Pretokenisation works from an ordered list of rules.

See pretokenisation rules for the list (which depends on the Rust edition which is in effect).

To extract a pretoken from the input:

  • Apply each rule to the input.

  • If no rules succeed, lexical analysis fails.

  • Otherwise, the extracted pretoken's extent, kind, and attributes are determined (as described for each rule below) by the successful rule which appears earliest in the list.

  • Remove the extracted pretoken's extent from the start of the input.

Note: If lexical analysis succeeds, concatenating the extents of the pretokens extracted during the analysis produces an exact copy of the input.

See open question Rule priority

Rules

Each rule has a pattern (see patterns) and a set of forbidden followers (a set of characters).

A rule may also have a constraint (see constrained pattern matches).

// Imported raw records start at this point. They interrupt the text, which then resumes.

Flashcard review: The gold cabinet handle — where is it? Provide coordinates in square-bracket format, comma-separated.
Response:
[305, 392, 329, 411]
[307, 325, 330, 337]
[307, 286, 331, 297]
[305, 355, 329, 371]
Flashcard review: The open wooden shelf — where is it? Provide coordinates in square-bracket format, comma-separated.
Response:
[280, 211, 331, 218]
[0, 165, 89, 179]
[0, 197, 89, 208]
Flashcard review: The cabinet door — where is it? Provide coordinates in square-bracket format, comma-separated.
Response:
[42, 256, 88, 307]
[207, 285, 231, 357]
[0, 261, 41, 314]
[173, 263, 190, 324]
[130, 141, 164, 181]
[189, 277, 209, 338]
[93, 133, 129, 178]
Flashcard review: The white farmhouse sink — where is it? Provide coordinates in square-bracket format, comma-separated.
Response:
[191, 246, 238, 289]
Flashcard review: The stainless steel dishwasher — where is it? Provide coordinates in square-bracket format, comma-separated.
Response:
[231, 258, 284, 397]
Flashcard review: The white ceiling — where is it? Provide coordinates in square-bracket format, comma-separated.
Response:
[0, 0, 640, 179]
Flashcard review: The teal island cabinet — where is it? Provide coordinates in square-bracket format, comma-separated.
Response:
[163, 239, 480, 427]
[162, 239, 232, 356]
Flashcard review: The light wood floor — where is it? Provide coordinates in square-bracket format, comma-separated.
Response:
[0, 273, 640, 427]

The result of applying a rule to a character sequence is either:

  • the rule fails; or
  • the rule succeeds, and reports
    • an extent, which is a prefix of the character sequence
    • a pretoken kind
    • values for the attributes appropriate to that kind of pretoken

Note: a given rule always reports the same pretoken kind, but some pretoken kinds are reported by multiple rules.

Applying rules

To apply a rule to a character sequence:

  • Attempt to match the rule's pattern against each prefix of the sequence.
  • If no prefix matches the pattern, the rule fails.
  • Otherwise the extent is the longest prefix which matches the pattern.
  • If the extent is not the entire character sequence, and the character in the sequence which immediately follows the extent is in the rule's set of forbidden followers, the rule fails.
  • Otherwise the rule succeeds.

The description of each rule below says how the pretoken kind and attribute values are determined when the rule succeeds.

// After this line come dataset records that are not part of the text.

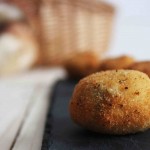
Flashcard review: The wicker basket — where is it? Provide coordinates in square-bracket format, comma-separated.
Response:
[5, 0, 114, 65]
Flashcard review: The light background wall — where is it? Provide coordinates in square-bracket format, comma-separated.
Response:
[101, 0, 150, 60]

Constrained pattern matches

Each rule which has a constraint defines what is required for a sequence of characters to satisfy its constraint.

Or more formally: a constraint is a predicate function defined on sequences of characters.

When a rule which has a constraint is applied to a character sequence, the resulting extent is the shortest maximal match, defined as follows:

  • The candidates are the prefixes of the character sequence which match the rule's pattern and also satisfy the constraint.

  • The successor of a prefix of the character sequence is the prefix which is one character longer (the prefix which is the entire sequence has no successor).

  • The shortest maximal match is the shortest candidate whose successor is not a candidate (or which has no successor)

Note: constraints are used only for block comments and for raw string literals with hashes.

For the block comments rule it would be equivalent to say that the shortest match becomes the extent.

For raw string literals, the "shortest maximal match" behaviour is a way to get the mix of non-greedy and greedy matching we need: the rule as a whole has to be non-greedy so that it doesn't jump to the end of a later literal, but the suffix needs to be matched greedily.